Per dirla in parole povere, ciò che dovrebbe far indignare la gente è il collegamento tra libertà e posti letto. E invece non accade nulla.
Si preferisce credere alla favola della miracolosa moltiplicazione dei pani, dei pesci e dei letti.
In realtà, nessun pasto è gratis. Ammesso e non concesso, che si possa risolvere la questione moltiplicando per 60 milioni di italiani i letti nelle intensive, come vi si arriverebbe? Tassando a morte i cittadini e riorientando l’economia nel senso di una specie di socialismo sanitario. Sarebbe la fine di ogni libertà individuale.
Invece il problema è un altro. Si tratta di accettare coraggiosamente un fatto preciso: che la difesa della libertà individuale implica inevitabilmente il rischio di morire. Al di là delle parole, la prova del nove, politica è sociale, è rappresentata da quanto ognuno di noi sia disposto a perdere la propria vita per difendere la libertà.
Non parliamo di moti sociali e “piazze” piene di rivoltosi, ma di normale accettazione di un rischio individuale. Dal momento che la libertà è sempre misteriosa sommatoria di tanti rischi individuali: accettati e condivisi, ripetiamo, individualmente, nella vita di tutti i giorni. Senza alzare la voce. Con quella calma virtù dei forti (per dire una banalità) che deriva dalla consapevolezza del rischio.
E qui purtroppo, come si diceva un tempo, “casca” l’asino. Perché l’essere umano, soprattutto nella sua versione sociale, alla libertà preferisce la sicurezza. Quindi le radici dell’obbedienza politica, come intuì bene Hobbes, sono nella protezione fornita dai governi. Un “do ut des” che ha trovato nel welfare state e nell’assistenza sanitaria pubblica il suo traguardo storico.
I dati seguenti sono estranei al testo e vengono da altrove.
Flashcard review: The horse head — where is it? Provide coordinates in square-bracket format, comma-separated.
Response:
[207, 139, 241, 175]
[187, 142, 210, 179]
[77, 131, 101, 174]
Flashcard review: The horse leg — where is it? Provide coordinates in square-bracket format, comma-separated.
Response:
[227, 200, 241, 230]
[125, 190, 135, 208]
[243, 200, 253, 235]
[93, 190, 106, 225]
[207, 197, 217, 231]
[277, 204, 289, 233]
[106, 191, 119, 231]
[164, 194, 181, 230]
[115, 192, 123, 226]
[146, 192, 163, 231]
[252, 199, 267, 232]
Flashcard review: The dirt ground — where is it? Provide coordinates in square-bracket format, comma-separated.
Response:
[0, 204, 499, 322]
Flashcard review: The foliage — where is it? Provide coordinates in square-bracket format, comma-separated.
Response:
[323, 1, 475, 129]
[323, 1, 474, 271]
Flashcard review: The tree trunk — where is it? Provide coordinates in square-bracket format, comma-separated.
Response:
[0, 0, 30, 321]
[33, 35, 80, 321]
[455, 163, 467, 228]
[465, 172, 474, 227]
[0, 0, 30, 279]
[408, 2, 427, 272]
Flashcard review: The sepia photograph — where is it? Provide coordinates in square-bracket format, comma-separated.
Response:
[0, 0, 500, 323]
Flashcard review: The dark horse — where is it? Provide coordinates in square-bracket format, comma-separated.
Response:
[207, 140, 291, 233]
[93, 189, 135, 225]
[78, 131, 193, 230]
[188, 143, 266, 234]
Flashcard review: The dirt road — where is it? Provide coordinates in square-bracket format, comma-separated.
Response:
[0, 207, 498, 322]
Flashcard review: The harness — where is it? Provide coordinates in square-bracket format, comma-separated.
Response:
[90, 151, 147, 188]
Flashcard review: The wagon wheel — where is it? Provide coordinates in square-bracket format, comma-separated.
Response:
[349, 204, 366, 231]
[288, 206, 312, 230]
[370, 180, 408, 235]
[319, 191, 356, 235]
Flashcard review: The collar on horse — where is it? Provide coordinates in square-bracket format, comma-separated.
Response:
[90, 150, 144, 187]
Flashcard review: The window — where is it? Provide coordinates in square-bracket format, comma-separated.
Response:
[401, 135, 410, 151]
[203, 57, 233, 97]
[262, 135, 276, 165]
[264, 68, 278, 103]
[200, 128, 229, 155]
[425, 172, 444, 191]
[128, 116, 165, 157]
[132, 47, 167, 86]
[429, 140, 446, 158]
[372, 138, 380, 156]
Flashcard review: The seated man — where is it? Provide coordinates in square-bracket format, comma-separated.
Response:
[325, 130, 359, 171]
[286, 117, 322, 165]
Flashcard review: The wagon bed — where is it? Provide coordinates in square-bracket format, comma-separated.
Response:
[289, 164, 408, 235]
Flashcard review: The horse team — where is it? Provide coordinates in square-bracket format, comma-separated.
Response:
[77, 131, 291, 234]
Per non pochi glorioso.
Concludendo, è vero che il governo, come detto, tituba, però esita perché i posti letto a disposizione nelle intensive sono ancora numerosi. Quindi la logica organizzativa delle decisioni non è mutata: posti letto in cambio di libertà.
Perciò l’unico dato da tenere sott’occhio è quello delle intensive. Il che fa intuire, quanto sia ridicolo tutto l’apparato previsionale e disciplinare, basato su tamponi, tassi, colori, messo su negli ultimi due anni.
Si potrebbe anche riderne, se non fosse però riso amaro.